Élodie Toustou
Comment déjouer les techniques des escrocs
Se faire délester de 2 500 € en 15 minutes chrono sur votre Compte personnel de formation (CPF), ce dispositif que les actifs (salariés, demandeurs d’emploi, indépendants, fonctionnaires) peuvent utiliser à leur gré pour monter en compétences ou se reconvertir ? C’est simple comme un coup de fil ! C’est la tentative dont a été la cible… la rédaction de Que Choisir ! Au bout du téléphone, un interlocuteur se revendiquant du « bureau du CPF » nous alerte : « Ça fait un certain temps que vous n’avez réalisé aucune activité sur votre compte et la Caisse des dépôts a la possibilité de geler une partie de vos fonds si vous ne les utilisez pas. » La solution proposée : suivre une formation pour éviter que nos euros ne s’évaporent.
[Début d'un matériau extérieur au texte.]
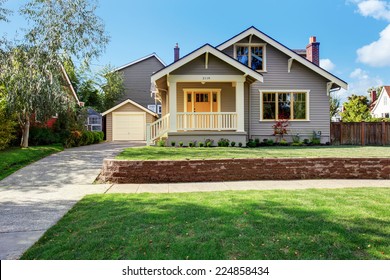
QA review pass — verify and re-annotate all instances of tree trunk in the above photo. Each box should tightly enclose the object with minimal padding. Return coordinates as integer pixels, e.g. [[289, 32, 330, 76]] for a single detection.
[[20, 118, 30, 148]]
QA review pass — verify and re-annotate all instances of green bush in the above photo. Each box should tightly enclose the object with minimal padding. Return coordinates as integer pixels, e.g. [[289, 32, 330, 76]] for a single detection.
[[157, 139, 166, 147], [218, 138, 230, 147], [29, 126, 61, 146]]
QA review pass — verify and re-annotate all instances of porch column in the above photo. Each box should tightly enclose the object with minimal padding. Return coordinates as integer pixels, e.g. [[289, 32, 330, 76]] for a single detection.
[[236, 82, 245, 132], [169, 82, 177, 132]]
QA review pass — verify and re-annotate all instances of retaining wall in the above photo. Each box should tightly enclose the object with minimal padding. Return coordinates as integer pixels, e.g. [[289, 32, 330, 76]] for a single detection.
[[100, 158, 390, 183]]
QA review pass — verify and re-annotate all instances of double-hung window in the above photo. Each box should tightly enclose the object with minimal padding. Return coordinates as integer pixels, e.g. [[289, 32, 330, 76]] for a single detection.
[[260, 91, 309, 120], [234, 44, 266, 71]]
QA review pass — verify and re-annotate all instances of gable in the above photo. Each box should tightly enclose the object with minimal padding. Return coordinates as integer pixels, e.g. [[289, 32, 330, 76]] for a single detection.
[[171, 54, 243, 75], [217, 26, 348, 89]]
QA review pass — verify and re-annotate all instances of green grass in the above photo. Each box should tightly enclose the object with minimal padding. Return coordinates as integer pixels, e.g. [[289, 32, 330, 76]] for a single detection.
[[22, 188, 390, 259], [116, 146, 390, 160], [0, 145, 63, 180]]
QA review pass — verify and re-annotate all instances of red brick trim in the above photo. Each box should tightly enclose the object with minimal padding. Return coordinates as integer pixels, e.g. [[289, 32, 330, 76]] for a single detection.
[[100, 158, 390, 183]]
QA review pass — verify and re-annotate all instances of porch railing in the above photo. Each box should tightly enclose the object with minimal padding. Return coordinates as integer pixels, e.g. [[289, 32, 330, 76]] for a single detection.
[[176, 112, 237, 131], [146, 114, 169, 146]]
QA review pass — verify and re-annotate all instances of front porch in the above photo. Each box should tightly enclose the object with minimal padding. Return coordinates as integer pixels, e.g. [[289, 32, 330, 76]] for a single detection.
[[147, 45, 263, 145]]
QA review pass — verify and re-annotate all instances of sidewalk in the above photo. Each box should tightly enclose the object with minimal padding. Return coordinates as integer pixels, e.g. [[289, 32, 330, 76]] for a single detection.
[[106, 180, 390, 194]]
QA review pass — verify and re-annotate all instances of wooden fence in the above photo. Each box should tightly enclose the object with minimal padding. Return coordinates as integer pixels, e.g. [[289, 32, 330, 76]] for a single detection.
[[330, 122, 390, 146]]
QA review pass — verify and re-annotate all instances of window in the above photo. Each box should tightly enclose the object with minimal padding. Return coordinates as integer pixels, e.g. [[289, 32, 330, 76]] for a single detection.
[[261, 91, 308, 120], [234, 44, 266, 71]]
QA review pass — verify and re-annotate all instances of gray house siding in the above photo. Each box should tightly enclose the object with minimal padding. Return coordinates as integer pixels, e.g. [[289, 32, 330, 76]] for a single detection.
[[223, 36, 330, 142], [117, 56, 164, 108]]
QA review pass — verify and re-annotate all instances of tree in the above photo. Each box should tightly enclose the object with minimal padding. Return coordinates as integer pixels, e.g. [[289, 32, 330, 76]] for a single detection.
[[329, 93, 341, 119], [0, 46, 69, 147], [0, 0, 108, 147], [341, 95, 371, 122]]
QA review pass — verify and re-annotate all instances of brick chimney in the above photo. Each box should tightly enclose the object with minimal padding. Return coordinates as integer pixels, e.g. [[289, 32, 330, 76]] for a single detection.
[[306, 36, 320, 66], [173, 43, 180, 62], [371, 90, 376, 103]]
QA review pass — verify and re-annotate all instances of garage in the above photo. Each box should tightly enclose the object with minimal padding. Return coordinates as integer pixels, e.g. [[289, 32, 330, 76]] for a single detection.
[[112, 113, 146, 141], [102, 99, 158, 141]]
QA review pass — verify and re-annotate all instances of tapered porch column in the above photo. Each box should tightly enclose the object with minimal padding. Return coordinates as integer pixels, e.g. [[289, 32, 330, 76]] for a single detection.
[[236, 82, 245, 132], [168, 82, 177, 132]]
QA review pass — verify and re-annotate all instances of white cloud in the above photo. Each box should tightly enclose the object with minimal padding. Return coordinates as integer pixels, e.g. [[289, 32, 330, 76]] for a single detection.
[[320, 58, 336, 72], [356, 0, 390, 21], [356, 24, 390, 67]]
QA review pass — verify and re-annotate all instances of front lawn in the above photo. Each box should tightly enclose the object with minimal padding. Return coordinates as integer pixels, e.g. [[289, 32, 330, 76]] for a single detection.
[[22, 188, 390, 260], [0, 145, 63, 180], [116, 146, 390, 160]]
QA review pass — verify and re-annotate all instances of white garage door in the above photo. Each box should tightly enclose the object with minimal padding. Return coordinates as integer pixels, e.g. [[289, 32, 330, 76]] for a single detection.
[[112, 113, 146, 140]]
Nous jouons le jeu et choisissons une formation en anglais. Après nous avoir aidés à nous connecter à notre compte CPF (sans lui communiquer nos identifiants personnels) et vérifié les montants des droits mobilisables, notre interlocuteur passe alors la main au « service de validation ». L’appel est transféré à un organisme de formation à distance situé en France. Une opératrice nous invite à cliquer sur un lien qu’elle nous envoie par mail pour « finaliser l’inscription ».
Ce dernier nous amène sur le vrai site du CPF (moncompteformation.gouv.fr) où l’organisme et sa formation sont bien référencés. Coût affiché : 2 490 € pour 4 heures de cours avec un vrai professeur (à distance) et un accès de 4 mois à une plateforme de e-learning. Nous refusons de confirmer l’inscription en demandant un délai de réflexion, ce à quoi la commerciale nous répond que si nous ne confirmons pas tout de suite, il nous sera impossible de nous inscrire par la suite !
Des arnaques protéiformes qui visent le même but
Usurpation de l’identité de Mon compte formation, pressions pour décrocher un engagement immédiat… Cet exemple illustre l’une des techniques développées par des escrocs qui ciblent actuellement les actifs. Entre 10 et 12 millions d’euros auraient été détournés de la sorte selon le gestionnaire du dispositif, la Caisse des dépôts, qui a déposé 26 plaintes en justice. Au moins 10 000 comptes seraient concernés (sur 38 millions), nous précise-t-il.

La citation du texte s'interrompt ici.